The findings, published in the Proceedings of the National Academy of Sciences by an international team of researchers led by MIT Nobel laureate Susumu Tonegawa, could offer hope for those who suffer from fragile X syndrome, of whom there are an estimated 100,000 in the United States alone.

The research was partially sponsored by the Newburyport-based FRAXA Research Foundation, which was founded in 1994 by West Newbury residents Michael Tranfaglia and Katie Clapp after they learned that their son Andy had the disorder.

"We looked around at the state of the research on fragile X and what we found was really discouraging," Tranfaglia said. "There just wasn't a lot going on."

So the couple began trying to jump-start the research process by putting scientists in touch with each other and raising money to fund research projects. In the last 13 years, they have raised nearly $12 million, some of it in large chunks but most of it in small increments from the families affected by fragile X syndrome. Both Clapp and Tranfaglia devote most of their time to the foundation, they said.

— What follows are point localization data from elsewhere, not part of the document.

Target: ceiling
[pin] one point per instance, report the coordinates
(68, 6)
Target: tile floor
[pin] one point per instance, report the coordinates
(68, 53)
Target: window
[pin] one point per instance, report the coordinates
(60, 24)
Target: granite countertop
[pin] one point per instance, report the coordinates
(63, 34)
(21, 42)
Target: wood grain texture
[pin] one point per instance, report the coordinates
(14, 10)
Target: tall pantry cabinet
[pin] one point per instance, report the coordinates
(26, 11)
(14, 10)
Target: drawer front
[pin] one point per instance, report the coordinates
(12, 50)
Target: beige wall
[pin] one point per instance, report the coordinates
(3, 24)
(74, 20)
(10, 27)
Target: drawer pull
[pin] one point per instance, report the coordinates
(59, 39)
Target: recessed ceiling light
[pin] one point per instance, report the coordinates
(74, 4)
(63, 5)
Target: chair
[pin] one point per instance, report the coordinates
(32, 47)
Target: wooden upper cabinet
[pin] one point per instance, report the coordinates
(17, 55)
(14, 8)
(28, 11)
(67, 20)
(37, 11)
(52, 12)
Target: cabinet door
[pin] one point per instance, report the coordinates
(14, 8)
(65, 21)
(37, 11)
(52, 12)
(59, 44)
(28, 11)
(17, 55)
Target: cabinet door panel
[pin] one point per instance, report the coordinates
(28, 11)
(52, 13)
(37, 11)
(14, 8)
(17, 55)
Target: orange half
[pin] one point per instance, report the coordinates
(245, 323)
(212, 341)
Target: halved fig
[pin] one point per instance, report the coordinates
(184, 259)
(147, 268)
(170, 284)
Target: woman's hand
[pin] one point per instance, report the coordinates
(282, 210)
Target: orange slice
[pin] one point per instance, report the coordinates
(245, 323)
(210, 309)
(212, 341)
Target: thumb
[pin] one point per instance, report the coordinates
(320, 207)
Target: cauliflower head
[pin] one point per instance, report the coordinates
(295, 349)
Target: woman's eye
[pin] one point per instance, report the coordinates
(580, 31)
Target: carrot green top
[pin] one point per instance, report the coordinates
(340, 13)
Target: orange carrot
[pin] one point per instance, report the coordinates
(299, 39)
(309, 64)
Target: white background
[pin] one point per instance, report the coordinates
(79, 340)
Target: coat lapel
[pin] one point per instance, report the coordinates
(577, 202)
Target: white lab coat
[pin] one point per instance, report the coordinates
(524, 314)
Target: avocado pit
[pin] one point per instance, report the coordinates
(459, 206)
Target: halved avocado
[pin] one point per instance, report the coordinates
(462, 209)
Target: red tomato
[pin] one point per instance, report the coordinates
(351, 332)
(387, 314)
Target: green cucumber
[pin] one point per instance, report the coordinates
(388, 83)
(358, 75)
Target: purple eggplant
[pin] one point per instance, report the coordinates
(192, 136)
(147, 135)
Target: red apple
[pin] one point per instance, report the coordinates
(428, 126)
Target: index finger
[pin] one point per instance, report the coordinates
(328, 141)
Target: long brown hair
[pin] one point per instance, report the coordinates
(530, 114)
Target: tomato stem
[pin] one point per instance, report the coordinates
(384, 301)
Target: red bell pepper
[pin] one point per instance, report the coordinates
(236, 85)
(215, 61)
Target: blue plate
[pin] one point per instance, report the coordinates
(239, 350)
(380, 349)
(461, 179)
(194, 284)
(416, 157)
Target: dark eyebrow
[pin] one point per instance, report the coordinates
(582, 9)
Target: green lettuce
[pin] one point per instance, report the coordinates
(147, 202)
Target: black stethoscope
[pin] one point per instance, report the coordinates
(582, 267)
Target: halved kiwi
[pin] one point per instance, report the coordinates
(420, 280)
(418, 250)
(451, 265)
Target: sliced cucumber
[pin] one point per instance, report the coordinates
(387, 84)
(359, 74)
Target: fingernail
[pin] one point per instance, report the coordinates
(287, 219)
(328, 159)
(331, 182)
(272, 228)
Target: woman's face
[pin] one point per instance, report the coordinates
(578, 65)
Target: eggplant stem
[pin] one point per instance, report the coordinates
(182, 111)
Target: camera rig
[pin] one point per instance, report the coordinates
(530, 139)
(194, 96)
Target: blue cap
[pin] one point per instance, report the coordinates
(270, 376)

Now 18, Andy goes to a public school in Haverhill that is well suited to his needs. But Clapp said she is concerned about what will happen in a few years when he becomes too old to attend the school. Andy has seizures and an IQ of about 50, and he suffers from the anxiety, obsessiveness and learning problems that are common among those with fragile X, his parents said.

The Tonegawa team's research offers some new hope, Clapp said.

According to a press release, people with fragile X can't produce a protein known as FMRP in their brains. The spines at the end of their nerve cells grow longer, thinner and in greater numbers than they do in healthy people. Scientists tried in recent years to find a way to deliver FMRP or a substitute to brain cells, but with little success because the target is so specific.

Researchers in Tonegawa's lab found another way to approach the problem. They noticed that when a different enzyme known as p21-activated kinase, or PAK, is inhibited, the spines on nerve endings grow thicker, shorter and more sparsely. The scientists thought that perhaps by adjusting the levels of PAK, they could make up for the absence of FMRP in the brains of those with fragile X syndrome.

To test the theory, the scientists cross-bred two strains of mice - one with fragile X syndrome and one in which PAK levels plummet beginning in adolescence. The results were dramatic. When the cross-bred mice had their PAK inhibited, the electrical behavior of their brains as well as their outward behavior returned to normal.

The next step is to work with pharmaceutical companies to identify a drug that inhibits PAK, Tranfaglia said. In a best-case scenario, human trials could begin within a couple of years.

Clapp said she is especially encouraged by the PAK research because it suggests that unhealthy brains can be repaired well after their developmental period.

"This is really promising news because it suggests that the brain can be restored to something near normal even very late in the game," she said. "I'm hopeful that our son Andy might benefit from this research himself."